Ofício

Por Vanessa Henriques

A tarefa dada parecia simples: entrevistar uma pessoa e descrever sua história em 700 caracteres com espaços. Havia tempo de sobra para fazê-lo, e o entrevistado estava ali desimpedido: era o porteiro do meu prédio, sujeito simpático e falastrão, do qual já havia ouvido boas histórias e sabia que renderia bom material.

Ele começou meio tímido, e até achei bom ter desistido de gravar a conversa. Respondeu às perguntas com tranquilidade, mas sem entrar em grandes detalhes. Garanti meu material, agradeci, anotei seu nome completo, e fechei o caderno. Eis que meu entrevistado apareceu, e começou a desfilar uma série de boas histórias e de frases marcantes. Pensei em ligar o gravador, à miúda, só para não perder. Mas não podia fazer isso, teria que contar com a minha memória. Falamos desde sua esposa até do seu carro, estacionado ali em frente. Tive que encerrar a conversa antes que esquecesse tudo que estava me esforçando para lembrar.

Subi o elevador ainda anotando a “segunda parte” da entrevista, com medo de me esquecer de algo importante. Liguei o computador e comecei a escrever uma, duas, três versões da mesma história. Contei as palavras, e aí começou o desespero: parecia impossível fazer jus à tão boa história em tão pouco espaço. Mexi daqui e dali, cortei espaços e vírgulas, mas algo sempre ficaria de fora.

Ele é cearense, segundo de nove irmãos, veio para São Paulo com 18 anos. Trabalhou na roça, na indústria, foi caminhoneiro, motorista de ônibus e mais outras coisas que ele teve a gentileza de não me contar para não piorar a tarefa. Se diz muito bem casado com sua Preta, que é por quem ele carrega um celular do qual nem lembra o número. Disse que não gosta muito de trabalhar como porteiro, pois não gosta de ficar parado.

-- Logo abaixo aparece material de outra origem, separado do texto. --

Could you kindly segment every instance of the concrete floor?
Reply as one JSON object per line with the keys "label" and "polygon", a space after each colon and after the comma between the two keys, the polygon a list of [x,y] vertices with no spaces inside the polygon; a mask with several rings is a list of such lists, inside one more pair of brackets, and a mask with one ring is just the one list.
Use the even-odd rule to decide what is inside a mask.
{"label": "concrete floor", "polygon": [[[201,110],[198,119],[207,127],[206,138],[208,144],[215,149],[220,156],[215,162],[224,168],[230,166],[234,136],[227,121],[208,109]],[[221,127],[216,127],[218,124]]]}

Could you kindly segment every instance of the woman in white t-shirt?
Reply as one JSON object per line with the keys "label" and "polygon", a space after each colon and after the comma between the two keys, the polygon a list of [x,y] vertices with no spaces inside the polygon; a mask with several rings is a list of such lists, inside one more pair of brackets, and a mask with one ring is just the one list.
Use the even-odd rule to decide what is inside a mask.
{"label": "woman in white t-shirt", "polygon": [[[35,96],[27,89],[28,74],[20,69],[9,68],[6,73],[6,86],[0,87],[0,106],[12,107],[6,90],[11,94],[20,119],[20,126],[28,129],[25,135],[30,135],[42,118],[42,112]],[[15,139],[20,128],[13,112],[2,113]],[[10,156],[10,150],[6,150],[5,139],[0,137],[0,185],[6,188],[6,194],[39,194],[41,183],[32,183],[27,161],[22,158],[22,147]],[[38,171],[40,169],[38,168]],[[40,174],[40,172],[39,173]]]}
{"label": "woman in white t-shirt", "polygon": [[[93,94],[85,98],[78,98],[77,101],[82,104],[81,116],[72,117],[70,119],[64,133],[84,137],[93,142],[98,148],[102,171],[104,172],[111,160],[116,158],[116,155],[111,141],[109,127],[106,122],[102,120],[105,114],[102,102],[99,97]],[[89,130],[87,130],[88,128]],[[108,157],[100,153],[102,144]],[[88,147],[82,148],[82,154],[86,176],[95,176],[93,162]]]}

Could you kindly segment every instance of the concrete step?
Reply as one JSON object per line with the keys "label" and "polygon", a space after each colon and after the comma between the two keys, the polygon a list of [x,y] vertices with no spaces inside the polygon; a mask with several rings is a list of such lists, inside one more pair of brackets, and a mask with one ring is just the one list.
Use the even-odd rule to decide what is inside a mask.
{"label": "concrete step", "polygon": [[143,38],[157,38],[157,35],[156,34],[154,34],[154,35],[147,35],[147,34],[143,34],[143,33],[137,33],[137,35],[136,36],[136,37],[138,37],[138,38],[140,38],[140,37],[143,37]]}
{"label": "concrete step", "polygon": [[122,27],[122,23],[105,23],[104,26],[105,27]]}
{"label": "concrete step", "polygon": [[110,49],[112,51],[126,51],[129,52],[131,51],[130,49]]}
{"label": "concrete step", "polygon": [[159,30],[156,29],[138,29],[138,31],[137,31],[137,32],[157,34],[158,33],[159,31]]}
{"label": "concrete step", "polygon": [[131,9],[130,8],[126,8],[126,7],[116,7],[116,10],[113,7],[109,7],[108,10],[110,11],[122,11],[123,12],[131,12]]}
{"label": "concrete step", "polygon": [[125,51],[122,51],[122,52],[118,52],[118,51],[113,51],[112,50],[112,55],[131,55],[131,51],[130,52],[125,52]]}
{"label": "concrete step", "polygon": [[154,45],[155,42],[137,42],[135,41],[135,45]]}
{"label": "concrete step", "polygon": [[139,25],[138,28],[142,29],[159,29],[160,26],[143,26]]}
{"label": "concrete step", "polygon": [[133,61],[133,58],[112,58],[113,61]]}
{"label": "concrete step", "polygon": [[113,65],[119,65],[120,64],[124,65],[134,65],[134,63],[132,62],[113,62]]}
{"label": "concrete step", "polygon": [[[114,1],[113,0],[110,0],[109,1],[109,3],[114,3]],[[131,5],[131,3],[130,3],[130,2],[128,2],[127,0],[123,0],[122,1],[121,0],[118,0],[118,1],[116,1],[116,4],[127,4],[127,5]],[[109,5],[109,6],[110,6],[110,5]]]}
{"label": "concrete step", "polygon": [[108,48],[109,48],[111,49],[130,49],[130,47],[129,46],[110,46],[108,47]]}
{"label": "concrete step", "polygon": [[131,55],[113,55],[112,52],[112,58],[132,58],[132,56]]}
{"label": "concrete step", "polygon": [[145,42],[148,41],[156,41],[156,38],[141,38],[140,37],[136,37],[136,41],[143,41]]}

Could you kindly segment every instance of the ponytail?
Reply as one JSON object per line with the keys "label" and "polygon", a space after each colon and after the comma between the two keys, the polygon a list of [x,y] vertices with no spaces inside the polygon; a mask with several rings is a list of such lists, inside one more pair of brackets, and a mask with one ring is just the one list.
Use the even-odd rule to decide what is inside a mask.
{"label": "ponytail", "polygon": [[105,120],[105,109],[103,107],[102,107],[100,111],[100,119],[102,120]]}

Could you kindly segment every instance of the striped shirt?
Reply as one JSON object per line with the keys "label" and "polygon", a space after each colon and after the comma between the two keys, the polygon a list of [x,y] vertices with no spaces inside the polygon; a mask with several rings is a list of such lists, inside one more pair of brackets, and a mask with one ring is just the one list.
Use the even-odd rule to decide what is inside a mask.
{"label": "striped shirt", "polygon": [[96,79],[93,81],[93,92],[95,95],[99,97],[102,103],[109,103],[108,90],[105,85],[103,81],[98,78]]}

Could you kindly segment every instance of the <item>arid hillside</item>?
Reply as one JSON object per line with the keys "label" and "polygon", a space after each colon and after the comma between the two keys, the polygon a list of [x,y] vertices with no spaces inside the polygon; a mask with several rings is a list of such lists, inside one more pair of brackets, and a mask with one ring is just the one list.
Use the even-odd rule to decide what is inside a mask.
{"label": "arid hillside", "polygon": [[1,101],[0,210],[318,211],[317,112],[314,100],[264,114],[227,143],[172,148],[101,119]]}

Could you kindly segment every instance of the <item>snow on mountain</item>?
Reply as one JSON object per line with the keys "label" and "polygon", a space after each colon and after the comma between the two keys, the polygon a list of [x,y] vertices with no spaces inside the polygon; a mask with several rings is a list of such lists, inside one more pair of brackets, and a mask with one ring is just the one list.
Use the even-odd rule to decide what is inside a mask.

Mas emendou dizendo que não existe trabalho ruim, e que a gente vai se acostumando e tem que pensar no que ele vai nos proporcionar para além do dinheiro.

Comecei a pensar no quanto haveria para contar sobre a minha vida. Lógico, entre eu e meu porteiro há mais de 30 anos de vida de diferença, mas mesmo assim acho difícil chegar à idade dele com tantas boas histórias. Mas sendo justa comigo mesmo, que vida caberia em 700 caracteres, ainda mais quando se tem o dom da conversa? Acho que nem de um bebê seria suficiente.

Ele bem disse que se fosse para escrever sobre a vida dele, não caberia num livro. Verdade. E por isso ele merece muito mais do que 700 caracteres, e aqui vai essa crônica para tentar me redimir com sua boa história.